By the way, last I heard, Sam Douglas though he said he would resign on Monday, now whining about nasty things that have been said to him and his family (his wife was among the chatters in question too, it seems), had not actually done so.
It’s dark, and I hear whistling…
What is utterly mind boggling is that these people’s go-to criticism of the left is antisemitism despite them being shown to be antisemitic over and over and over again.
@Matt G:
Long ago I realised the difference between the anti-semitism of the Left, and the anti-Semitism of the Right.
The anti-semitism of the Left places Jews at the front of the queue -- because hey, they’re the rich people who own the media that’s all against the Left, Israel is a Jewish apartheid state that oppresses a minority and commits war crimes with impunity, and Jews run all the banks and corporations that oppress the poor. They’re the first people who need to be fought against, because they have power. This is the anti-semitism of Corbynites, and it’s stupid not least because it’s self-sabotaging. (The Left? Sabotaging themselves? SAY IT AIN’T SO!)
The Right, on the other hand, are anti-semitic for older reasons, and because they recognise which side their bread is buttered, they have Jews on their list, but they’re at the bottom of the list. The Right want to use the media and financial power that Jews do incontrovertibly have disproportionate access to for their (the Right’s) benefit, so they can see off black people, brown people, poor people, and the Left. But the non-Jewish Right* never forget that once all that has been accomplished, they’ll deal with the Jews. Until then, most of them have the good sense to keep a lid on it.

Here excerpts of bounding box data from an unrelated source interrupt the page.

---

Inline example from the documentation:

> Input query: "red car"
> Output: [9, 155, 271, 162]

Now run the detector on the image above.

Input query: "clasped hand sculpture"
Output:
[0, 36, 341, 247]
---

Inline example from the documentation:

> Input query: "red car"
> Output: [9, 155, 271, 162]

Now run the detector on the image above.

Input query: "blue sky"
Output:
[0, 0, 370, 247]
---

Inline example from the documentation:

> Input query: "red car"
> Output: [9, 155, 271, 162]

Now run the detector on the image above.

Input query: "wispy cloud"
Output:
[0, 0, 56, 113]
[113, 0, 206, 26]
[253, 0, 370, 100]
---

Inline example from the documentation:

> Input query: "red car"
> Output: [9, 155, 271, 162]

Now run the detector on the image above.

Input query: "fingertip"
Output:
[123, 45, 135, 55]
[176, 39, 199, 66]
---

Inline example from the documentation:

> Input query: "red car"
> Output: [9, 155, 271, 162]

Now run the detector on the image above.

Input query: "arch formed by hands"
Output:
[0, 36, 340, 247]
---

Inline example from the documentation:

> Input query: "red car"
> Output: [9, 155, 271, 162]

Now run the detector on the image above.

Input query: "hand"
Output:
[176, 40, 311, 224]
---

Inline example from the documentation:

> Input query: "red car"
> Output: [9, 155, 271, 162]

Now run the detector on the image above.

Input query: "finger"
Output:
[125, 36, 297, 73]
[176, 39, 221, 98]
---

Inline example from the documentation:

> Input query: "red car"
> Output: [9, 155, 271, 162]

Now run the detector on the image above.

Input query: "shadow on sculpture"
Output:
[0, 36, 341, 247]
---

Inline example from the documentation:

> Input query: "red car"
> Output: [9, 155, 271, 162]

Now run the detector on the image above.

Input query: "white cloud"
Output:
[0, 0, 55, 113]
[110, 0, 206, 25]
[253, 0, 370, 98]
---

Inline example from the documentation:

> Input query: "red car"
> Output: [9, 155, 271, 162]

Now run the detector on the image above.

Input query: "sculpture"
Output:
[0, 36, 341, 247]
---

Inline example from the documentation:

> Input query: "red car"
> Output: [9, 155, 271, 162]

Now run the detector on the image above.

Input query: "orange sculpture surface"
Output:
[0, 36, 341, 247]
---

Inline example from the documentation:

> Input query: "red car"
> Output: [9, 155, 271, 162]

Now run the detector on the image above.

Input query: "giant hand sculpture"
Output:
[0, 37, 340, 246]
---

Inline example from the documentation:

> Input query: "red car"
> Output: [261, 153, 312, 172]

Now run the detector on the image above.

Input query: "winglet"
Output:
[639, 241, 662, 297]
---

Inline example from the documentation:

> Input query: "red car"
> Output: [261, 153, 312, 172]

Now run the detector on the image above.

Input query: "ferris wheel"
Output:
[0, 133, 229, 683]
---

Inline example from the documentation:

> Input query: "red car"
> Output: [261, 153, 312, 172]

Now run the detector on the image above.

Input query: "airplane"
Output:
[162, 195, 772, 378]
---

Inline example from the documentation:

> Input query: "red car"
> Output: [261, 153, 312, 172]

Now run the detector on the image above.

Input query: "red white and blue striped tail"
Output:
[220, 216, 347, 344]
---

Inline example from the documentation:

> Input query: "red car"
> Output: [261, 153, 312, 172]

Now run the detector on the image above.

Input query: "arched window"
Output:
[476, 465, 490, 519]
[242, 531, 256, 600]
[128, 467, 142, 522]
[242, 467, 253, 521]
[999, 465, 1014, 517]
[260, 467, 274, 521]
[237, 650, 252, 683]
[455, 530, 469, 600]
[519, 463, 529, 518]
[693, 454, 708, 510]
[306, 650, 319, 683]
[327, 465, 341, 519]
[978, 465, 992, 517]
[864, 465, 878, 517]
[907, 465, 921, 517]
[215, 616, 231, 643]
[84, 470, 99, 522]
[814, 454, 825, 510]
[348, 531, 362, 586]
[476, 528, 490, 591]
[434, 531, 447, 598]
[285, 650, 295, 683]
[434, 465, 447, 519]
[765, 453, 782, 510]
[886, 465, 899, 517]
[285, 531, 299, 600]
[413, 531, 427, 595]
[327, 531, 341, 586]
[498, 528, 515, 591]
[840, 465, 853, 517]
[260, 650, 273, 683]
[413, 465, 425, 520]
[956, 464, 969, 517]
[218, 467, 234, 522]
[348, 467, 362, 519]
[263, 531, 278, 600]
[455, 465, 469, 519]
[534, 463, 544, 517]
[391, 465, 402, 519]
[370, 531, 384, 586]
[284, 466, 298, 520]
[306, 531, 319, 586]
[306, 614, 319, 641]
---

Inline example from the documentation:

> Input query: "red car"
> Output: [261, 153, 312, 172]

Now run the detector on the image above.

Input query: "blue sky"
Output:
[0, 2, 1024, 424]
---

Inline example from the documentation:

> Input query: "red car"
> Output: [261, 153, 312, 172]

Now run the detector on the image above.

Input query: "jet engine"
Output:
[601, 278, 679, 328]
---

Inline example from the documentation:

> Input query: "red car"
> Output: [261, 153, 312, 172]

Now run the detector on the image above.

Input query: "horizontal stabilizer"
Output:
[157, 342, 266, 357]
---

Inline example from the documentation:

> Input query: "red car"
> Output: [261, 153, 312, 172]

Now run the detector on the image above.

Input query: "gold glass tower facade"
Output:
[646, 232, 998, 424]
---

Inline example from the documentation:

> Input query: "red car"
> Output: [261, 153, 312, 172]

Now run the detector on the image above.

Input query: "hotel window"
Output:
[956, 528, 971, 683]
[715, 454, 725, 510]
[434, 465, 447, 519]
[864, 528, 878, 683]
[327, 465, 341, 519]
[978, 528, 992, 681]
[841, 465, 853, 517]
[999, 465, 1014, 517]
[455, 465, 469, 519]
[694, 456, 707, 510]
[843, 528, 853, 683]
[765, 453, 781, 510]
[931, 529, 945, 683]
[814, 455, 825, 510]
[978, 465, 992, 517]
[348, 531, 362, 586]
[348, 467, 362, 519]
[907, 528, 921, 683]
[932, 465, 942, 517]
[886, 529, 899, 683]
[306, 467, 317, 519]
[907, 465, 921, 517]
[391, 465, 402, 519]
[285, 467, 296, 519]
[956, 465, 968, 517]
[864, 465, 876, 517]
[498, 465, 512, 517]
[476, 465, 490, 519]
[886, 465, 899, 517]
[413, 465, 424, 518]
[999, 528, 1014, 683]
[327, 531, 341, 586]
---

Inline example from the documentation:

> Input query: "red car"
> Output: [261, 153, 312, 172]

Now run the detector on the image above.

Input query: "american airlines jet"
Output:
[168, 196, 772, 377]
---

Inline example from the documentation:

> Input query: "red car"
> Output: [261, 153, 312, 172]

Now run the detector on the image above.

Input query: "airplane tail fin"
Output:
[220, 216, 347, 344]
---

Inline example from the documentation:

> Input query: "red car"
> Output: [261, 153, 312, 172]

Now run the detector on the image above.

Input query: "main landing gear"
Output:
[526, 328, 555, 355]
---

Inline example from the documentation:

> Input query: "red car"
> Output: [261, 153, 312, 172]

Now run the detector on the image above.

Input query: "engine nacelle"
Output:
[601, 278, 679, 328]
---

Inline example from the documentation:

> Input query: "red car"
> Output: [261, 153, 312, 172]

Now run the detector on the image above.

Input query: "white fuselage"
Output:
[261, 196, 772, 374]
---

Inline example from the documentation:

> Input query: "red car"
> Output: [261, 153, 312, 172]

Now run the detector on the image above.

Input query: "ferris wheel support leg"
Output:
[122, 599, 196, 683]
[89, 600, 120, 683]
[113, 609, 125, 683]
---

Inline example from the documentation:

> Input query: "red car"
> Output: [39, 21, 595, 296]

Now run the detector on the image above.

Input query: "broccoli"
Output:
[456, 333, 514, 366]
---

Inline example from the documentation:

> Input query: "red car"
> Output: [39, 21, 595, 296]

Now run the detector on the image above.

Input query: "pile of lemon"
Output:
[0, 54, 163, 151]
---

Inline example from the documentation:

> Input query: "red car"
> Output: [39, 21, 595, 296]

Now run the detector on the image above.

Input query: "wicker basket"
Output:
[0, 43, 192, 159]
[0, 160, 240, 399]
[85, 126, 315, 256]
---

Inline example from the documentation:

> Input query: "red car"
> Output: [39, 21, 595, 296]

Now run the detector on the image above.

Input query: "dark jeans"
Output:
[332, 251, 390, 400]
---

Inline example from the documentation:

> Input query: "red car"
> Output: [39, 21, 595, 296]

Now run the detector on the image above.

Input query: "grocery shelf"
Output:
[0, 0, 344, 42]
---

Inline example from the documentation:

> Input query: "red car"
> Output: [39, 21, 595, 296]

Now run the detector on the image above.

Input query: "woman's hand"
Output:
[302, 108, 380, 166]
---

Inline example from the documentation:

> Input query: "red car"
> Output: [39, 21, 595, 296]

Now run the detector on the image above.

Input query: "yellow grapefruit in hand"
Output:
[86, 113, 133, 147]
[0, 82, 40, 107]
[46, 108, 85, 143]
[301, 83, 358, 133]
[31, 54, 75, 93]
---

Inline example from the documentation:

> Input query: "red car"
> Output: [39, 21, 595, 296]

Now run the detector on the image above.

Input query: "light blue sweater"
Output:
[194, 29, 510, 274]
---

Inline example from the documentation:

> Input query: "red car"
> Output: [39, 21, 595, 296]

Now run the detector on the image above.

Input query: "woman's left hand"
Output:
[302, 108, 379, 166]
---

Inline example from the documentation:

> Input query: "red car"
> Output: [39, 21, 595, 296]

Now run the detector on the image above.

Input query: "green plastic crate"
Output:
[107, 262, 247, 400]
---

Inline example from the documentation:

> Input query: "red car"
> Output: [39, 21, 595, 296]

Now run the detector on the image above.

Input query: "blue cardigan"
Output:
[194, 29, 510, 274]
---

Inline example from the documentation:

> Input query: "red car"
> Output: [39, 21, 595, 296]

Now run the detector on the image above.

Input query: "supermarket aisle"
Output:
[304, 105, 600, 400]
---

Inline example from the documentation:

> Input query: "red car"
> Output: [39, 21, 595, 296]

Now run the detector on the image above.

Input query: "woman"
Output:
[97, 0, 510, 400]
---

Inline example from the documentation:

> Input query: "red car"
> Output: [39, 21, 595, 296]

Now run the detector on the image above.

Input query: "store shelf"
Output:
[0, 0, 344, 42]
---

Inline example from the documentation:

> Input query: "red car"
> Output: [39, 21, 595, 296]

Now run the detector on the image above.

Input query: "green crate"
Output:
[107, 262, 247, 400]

But in 2025, it seems, people are losing the ability to moderate their behaviour. Actions are being decoupled from consequences. FA is increasingly disconnected from FO.
(The Jewish population of the UK is less than 0.4% of the country. They overwhelmingly vote for the Right. The only Jewish PM the UK has ever had was a Conservative. They’ve had a Jewish leader since -- Michael Howard. Labour has been led by a Jew only once -- Ed Milliband. The current leader of the Greens is Jewish. 2.2% of MPs are Jewish, but all but one of them are Labour. Ain’t life complicated?)
sonofrojblake, this is about Republicans in the US. In this country Jews regularly support the Democratic party at a very high ratio. (Though I expect this to shift in a couple of generations as Haredi Jews become more dominant numerically.)